Tempo, rhythm, and key are staples of coherent "pop structure". Play to a metronome and experiment in stringing together riffs from your library of riffs (so to speak) in different orders to see if they work within the same tempos. Leads, in the very simplest form, outline and play within the chords it is accompanied by - for example, if you are playing a Cmaj triad, an ascending Cmaj scale will achieve a "lead feel" when played up to speed and is a very obvious choice. 

If you are unsure how to name a chord Chorderator Chord Generator has an awesome visual "chord building" tool. 

Above all, simply use your ears!


----------



## Mr. Big Noodles (Dec 2, 2011)

I have to do some homework tonight, so this is going to be a fairly short response. Form basically relies on contrasts, which can be anything from rhythm, key, meter, range, dynamic, tempo, orchestration, density, and beyond. Try grouping your riffs according to their feel. If they contrast, use them to make distinct sections. If you have enough similar riffs in the same grouping, try putting them together within a section. I have a few posts on form here that you might want to look at:

http://www.sevenstring.org/forum/music-theory-lessons-techniques/173615-songwriting-help.html

http://www.sevenstring.org/forum/music-theory-lessons-techniques/169951-playing-solo.html

http://www.sevenstring.org/forum/music-theory-lessons-techniques/175473-keyboards-metal-tips.html

http://www.sevenstring.org/forum/mu...s/174423-diminished-keys-modulating-them.html (The Bartók thing in the middle of the post here is, in my opinion, a good piece to study for form.)


----------



## Solodini (Dec 2, 2011)

I know there was a thread not so long about stringing riffs together. On my mobile just now so I'm not going to search for you but it's out there. Search posts for the term "enclosure" as my key point in that thread mentioned this. The post itself well explain what I mean. 

Read those threads SW linked to then see if there's anything from them which you need clarification on.


----------



## Explorer (Dec 2, 2011)

You're missing something fairly major.

Riffs, arppeggiated scales, song structure and so on... all of it is just wanking if you have no clue as to writing an interesting chord progression.
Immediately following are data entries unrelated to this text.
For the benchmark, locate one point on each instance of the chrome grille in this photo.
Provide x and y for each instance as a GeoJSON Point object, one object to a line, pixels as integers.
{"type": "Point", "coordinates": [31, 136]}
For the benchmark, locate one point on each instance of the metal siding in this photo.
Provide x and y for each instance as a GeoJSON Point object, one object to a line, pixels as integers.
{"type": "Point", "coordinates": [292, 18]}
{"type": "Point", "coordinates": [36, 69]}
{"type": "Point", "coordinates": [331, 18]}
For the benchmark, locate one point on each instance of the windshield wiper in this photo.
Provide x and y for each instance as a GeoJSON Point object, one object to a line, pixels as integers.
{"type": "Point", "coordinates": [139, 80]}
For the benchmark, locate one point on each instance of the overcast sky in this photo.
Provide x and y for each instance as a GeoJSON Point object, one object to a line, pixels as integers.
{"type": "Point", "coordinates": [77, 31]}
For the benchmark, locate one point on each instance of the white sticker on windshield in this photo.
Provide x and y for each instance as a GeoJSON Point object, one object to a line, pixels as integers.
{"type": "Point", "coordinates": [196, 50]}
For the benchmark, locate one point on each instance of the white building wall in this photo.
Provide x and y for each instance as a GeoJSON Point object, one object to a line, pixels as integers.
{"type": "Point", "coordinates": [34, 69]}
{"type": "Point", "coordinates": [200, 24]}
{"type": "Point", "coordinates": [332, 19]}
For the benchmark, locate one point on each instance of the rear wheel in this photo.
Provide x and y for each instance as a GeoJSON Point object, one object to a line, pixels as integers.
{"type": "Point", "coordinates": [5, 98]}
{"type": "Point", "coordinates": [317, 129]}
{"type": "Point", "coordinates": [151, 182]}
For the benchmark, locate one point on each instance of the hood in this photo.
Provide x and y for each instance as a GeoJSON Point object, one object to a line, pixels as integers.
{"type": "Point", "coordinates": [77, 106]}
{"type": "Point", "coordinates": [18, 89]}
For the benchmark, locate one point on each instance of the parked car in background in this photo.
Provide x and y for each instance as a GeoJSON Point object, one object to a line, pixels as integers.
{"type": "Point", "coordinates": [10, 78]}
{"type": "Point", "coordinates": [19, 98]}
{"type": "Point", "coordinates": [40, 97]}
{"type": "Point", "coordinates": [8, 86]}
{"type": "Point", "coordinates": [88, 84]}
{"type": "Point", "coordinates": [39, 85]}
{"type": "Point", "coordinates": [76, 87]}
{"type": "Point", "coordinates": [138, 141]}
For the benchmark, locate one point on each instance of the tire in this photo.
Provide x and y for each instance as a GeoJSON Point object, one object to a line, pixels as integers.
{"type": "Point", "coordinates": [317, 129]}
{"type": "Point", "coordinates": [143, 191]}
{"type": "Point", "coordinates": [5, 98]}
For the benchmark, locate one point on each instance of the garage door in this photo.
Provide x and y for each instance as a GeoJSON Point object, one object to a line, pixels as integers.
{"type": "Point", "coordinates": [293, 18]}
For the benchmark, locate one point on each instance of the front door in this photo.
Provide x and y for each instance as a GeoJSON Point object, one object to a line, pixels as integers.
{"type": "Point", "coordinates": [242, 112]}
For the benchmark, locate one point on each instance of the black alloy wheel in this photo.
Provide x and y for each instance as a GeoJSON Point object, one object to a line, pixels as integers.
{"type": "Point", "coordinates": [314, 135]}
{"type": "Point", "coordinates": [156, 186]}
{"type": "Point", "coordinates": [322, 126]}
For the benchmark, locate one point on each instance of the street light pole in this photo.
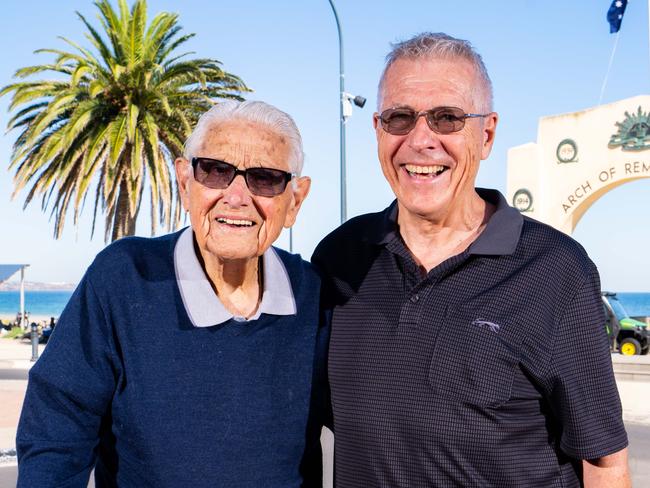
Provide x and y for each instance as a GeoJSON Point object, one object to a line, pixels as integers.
{"type": "Point", "coordinates": [343, 118]}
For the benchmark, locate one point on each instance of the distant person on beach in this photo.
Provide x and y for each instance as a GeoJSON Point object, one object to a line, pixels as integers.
{"type": "Point", "coordinates": [468, 346]}
{"type": "Point", "coordinates": [188, 359]}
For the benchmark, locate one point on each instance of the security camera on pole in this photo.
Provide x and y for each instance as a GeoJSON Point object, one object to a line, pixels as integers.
{"type": "Point", "coordinates": [346, 112]}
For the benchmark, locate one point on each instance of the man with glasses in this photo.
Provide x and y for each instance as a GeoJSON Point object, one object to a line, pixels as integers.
{"type": "Point", "coordinates": [467, 345]}
{"type": "Point", "coordinates": [188, 359]}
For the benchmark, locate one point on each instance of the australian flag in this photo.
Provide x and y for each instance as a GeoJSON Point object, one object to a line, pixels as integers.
{"type": "Point", "coordinates": [615, 15]}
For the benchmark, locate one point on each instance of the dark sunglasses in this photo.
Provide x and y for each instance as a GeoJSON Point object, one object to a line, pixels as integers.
{"type": "Point", "coordinates": [218, 175]}
{"type": "Point", "coordinates": [442, 120]}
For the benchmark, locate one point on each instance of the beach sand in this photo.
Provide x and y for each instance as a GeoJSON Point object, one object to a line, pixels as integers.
{"type": "Point", "coordinates": [39, 319]}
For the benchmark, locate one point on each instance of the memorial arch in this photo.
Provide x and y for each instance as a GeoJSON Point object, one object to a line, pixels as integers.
{"type": "Point", "coordinates": [578, 158]}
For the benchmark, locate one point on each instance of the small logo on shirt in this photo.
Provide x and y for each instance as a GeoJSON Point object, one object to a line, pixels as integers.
{"type": "Point", "coordinates": [486, 324]}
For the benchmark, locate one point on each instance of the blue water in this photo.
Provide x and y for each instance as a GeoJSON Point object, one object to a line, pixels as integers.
{"type": "Point", "coordinates": [636, 304]}
{"type": "Point", "coordinates": [51, 303]}
{"type": "Point", "coordinates": [47, 303]}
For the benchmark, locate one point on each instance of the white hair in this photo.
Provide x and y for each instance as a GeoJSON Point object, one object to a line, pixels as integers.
{"type": "Point", "coordinates": [250, 111]}
{"type": "Point", "coordinates": [438, 45]}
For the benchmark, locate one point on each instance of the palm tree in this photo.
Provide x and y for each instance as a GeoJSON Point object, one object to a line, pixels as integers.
{"type": "Point", "coordinates": [116, 117]}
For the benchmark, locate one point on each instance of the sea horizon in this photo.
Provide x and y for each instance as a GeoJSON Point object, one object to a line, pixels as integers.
{"type": "Point", "coordinates": [43, 304]}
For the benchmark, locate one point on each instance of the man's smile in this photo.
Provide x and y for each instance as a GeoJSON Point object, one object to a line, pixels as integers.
{"type": "Point", "coordinates": [419, 171]}
{"type": "Point", "coordinates": [235, 222]}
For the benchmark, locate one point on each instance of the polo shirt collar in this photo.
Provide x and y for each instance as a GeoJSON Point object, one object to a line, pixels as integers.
{"type": "Point", "coordinates": [201, 302]}
{"type": "Point", "coordinates": [500, 236]}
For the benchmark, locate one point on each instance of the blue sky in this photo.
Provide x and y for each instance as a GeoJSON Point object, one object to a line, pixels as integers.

If you don't know what chords are behind your riffs, then you don't understand the the framework upon which you're building your song.
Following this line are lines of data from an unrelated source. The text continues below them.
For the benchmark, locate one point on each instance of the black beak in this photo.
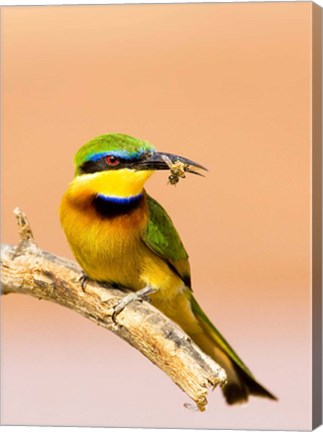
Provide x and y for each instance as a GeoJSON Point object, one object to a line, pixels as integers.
{"type": "Point", "coordinates": [164, 161]}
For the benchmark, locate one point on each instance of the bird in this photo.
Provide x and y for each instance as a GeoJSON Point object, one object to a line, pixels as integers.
{"type": "Point", "coordinates": [120, 235]}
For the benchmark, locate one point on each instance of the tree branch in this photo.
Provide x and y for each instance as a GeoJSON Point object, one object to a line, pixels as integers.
{"type": "Point", "coordinates": [27, 269]}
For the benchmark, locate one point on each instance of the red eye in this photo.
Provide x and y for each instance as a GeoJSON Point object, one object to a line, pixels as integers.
{"type": "Point", "coordinates": [112, 160]}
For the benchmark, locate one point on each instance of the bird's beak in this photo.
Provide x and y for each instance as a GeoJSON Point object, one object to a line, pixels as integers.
{"type": "Point", "coordinates": [164, 161]}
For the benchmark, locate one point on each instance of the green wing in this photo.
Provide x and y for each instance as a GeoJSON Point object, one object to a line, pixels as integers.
{"type": "Point", "coordinates": [163, 239]}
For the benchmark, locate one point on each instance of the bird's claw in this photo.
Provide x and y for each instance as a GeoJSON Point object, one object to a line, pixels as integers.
{"type": "Point", "coordinates": [138, 295]}
{"type": "Point", "coordinates": [83, 280]}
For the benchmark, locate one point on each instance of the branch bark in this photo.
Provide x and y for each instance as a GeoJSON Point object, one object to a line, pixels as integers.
{"type": "Point", "coordinates": [27, 269]}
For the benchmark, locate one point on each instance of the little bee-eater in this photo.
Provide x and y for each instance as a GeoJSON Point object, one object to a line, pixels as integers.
{"type": "Point", "coordinates": [121, 235]}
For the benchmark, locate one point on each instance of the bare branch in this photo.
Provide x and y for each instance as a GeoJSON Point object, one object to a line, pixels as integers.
{"type": "Point", "coordinates": [26, 269]}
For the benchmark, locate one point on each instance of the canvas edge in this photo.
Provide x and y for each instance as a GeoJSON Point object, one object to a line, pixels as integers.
{"type": "Point", "coordinates": [316, 215]}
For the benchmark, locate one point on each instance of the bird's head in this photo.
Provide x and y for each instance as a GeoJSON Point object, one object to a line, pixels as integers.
{"type": "Point", "coordinates": [119, 165]}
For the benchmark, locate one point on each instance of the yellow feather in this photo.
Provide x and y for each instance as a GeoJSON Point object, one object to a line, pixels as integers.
{"type": "Point", "coordinates": [119, 183]}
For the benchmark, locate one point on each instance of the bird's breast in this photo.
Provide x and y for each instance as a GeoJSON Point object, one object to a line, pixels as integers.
{"type": "Point", "coordinates": [106, 237]}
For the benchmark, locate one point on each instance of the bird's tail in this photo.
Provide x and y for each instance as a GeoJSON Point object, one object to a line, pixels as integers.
{"type": "Point", "coordinates": [240, 381]}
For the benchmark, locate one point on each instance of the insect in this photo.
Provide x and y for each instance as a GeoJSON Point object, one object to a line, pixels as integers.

_The Songwriting Sourcebook_ by Rikky Rooksby is a great book to learn from, regardless of what style of music you're writing in.


----------



## Solodini (Dec 2, 2011)

I wouldn't say a chord progression or focus therein in is so important in some music. Some pretty bitchin stuff can be based on one chord alone. In other cases, you might have that much movement in harmonic interaction that documenting chord movement may be unnecessary, especially if accompanying parts are pretty melodically minded. 

A sense of harmony and some direction is certainly important but I don't think that needs to take the form of a chord sequence, at least not necessarily in the traditional sense, given the general form of a lot of modern music. 

Some might say that this sort of form negatively affects the music, in certain cases I'd agree, but I think it can allow for a lot more freedom and expression. It can be all too easy to choose a key and chord progression and stick to it religiously at the expense of what is going on within the space each chord is covering. I think it is often better to develop ability at a more micro level: focusing on what is happening from note to note to make sure each piece fits together as it moves, even if that might lead to constant key changes and weird time signature.


----------



## Mr. Big Noodles (Dec 2, 2011)

On the other hand, most of my own composition mistakes are the result of a lack of harmonic motion. A few chord changes never hurt, but use it to move the music along rather than rely on it as a featured structure.


----------



## Solodini (Dec 2, 2011)

Exactly. A set chord sequence can lead you in to the trap of not using much harmonic motion outside of the chord changes.


----------



## Explorer (Dec 2, 2011)

I thought the OP was talking about wanting to put riffs and melodies together to make completed songs. 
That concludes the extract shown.